Allow Linux perf profiler to see Python calls #96123

pablogsal · 2022-08-19T13:22:56Z

⚠️ ⚠️ Note for reviewers, hackers and fellow systems/low-level/compiler engineers ⚠️ ⚠️

If you have a lot of experience with this kind of shenanigans and want to improve the first version, please make a PR against my branch or reach out by email. I prefer not to have long discussions on the approach in the PR so we can keep it productive.

Result in perf:

Objects/codeobject.c

pablogsal · 2022-08-19T13:29:38Z

Python/ceval.c

@@ -4812,7 +4812,7 @@ _PyEval_EvalFrameDefault(PyThreadState *tstate, _PyInterpreterFrame *frame, int
            function = PEEK(total_args + 1);
            int positional_args = total_args - KWNAMES_LEN();
            // Check if the call can be inlined or not
-            if (Py_TYPE(function) == &PyFunction_Type && tstate->interp->eval_frame == NULL) {
+            if (0 && Py_TYPE(function) == &PyFunction_Type && tstate->interp->eval_frame == NULL) {


This will need to be controlled likely by configuration so is only active in profiling.
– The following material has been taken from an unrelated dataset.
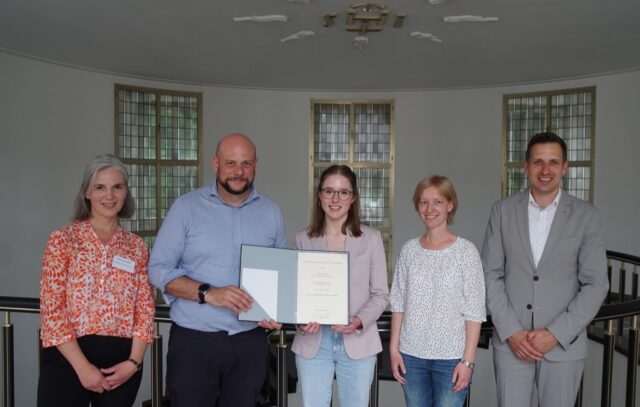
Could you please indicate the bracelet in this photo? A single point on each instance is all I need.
(137, 364)
(468, 364)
If you use py_trampoline_evaluator, then there is no need for the additional test and this can be enabled all the time

markshannon

I have no idea if that assembly code does what you say, but I've reviewed the rest.

Definitely an intriguing idea.

markshannon · 2022-08-19T14:01:14Z

Include/cpython/code.h

@@ -88,6 +89,7 @@ typedef uint16_t _Py_CODEUNIT;
    PyObject *co_filename;        /* unicode (where it was loaded from) */     \
    PyObject *co_name;            /* unicode (name, for reference) */          \
    PyObject *co_qualname;        /* unicode (qualname, for reference) */      \
+    void* co_trampoline;                                               \


Code objects really need fewer fields, not more.
Would it be feasible to cram this into co_extra?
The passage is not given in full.